Influence of electron interactions in a band metal.

Let's make it a goal to finish by Friday our problem involving the possible influence of electron repulsion in a band metal. Specifically, we are considering N electrons in a band that has a total of 2N states and which has a constant DOS. So \(D_o B = 2N\), where B is the bandwidth and N is the number of sites in the crystal.

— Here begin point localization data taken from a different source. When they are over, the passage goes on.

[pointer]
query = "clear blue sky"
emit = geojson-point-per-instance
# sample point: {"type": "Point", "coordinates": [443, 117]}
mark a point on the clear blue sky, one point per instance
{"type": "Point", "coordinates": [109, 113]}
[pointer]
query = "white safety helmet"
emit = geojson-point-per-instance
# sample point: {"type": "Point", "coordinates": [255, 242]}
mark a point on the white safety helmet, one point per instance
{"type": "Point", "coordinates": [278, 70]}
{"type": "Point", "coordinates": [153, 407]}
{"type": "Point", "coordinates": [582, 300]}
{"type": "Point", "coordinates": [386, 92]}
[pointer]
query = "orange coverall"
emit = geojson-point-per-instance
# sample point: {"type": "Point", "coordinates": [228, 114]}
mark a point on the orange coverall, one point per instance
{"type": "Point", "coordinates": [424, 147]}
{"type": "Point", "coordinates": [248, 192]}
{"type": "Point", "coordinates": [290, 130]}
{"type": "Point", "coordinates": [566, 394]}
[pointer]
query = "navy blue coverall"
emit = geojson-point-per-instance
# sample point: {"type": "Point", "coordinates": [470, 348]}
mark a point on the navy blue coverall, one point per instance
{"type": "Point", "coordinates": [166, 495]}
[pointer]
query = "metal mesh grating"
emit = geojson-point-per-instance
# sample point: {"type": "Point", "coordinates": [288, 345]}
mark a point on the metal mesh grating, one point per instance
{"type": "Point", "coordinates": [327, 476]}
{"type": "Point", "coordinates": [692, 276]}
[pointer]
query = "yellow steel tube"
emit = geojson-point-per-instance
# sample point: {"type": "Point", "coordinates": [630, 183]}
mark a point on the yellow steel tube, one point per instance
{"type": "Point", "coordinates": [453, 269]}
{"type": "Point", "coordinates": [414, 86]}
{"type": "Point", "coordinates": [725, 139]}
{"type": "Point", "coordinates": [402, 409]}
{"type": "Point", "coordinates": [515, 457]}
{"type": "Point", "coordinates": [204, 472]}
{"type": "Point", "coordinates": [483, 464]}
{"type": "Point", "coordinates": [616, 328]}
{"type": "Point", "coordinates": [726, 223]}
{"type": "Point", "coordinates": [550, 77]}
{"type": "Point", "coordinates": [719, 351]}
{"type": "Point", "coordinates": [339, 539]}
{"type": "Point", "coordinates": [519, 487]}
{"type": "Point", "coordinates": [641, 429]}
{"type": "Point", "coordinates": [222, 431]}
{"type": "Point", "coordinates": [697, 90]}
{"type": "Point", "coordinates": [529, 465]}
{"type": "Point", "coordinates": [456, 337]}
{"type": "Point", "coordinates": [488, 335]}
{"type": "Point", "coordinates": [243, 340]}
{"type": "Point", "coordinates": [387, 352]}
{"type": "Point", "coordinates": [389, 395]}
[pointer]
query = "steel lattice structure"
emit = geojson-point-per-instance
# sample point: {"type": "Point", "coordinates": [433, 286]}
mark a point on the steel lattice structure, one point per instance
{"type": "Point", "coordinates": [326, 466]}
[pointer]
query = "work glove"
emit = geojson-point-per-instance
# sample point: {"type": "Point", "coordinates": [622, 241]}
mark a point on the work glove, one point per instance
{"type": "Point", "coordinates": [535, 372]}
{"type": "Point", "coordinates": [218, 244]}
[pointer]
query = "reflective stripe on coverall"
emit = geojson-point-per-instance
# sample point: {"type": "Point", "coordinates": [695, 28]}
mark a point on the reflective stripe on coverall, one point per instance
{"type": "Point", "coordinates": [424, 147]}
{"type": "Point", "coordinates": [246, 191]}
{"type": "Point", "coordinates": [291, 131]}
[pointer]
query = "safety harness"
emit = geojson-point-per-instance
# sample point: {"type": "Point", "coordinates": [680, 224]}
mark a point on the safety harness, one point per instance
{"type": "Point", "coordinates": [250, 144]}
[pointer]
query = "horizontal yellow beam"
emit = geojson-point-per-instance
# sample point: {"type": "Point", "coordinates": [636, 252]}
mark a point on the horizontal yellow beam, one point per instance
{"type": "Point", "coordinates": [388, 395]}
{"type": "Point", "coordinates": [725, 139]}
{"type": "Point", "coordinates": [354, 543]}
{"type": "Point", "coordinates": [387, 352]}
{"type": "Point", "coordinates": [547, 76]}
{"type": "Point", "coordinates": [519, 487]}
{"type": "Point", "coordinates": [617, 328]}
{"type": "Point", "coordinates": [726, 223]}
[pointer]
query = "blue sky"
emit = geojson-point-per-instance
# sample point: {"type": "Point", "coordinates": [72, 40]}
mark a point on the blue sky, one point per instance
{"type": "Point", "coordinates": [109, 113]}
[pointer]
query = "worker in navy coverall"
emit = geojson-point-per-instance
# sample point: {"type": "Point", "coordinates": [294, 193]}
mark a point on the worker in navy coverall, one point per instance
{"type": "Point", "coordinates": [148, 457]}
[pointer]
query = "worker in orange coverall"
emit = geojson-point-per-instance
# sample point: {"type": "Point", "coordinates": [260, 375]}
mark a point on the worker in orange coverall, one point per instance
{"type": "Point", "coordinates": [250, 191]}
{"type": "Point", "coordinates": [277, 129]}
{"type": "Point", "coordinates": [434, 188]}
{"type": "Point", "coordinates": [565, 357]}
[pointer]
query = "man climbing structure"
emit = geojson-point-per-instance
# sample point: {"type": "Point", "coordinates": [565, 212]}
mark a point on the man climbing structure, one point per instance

We know how to calculate the energy of the system (at T=0), by integrating over the occupied states. (Can someone post that integral here?) We spoke about imagining separating the DOS into two equal halves, one for spin up and one for down. With that in mind one can then calculate the total energy of the system as a function of N_up and N_down. Can someone do that and post it here. Can you post a graph of the energy of the system as a function of \(N_{up}\)? Then we can consider and discuss what is the equilibrium value and what might influence the extent of fluctuations away from equilibrium. We assume \(N_{up} + N_{down} =N\). Does that make sense? What does that plot look like? What is the equilibrium value?

Now let's suppose every electron interacts with every other electron with an interaction expectation value \(e^2/L\)  (where L=Na). How many electron pairs are there if there are 100 atoms and 100 electrons in this band? How many are there if there are N electrons? What is the total electron-electron interaction energy?

Then let's make a slightly different assumption. Let's suppose that every spin up electron interacts with every other spin up electron with a smaller energy, \(e^2/2L\). Same for down- down pairs. The interactions between up and down pairs we leave at the larger value \(e^2/L\). (Does that make sense? Perhaps someone an explain that more lucidly?) How does this new assumption change and influence things? What is the total electron electron repulsion energy with this assumption. Graph it as a function of \(N_{up}\). Think about it and discuss.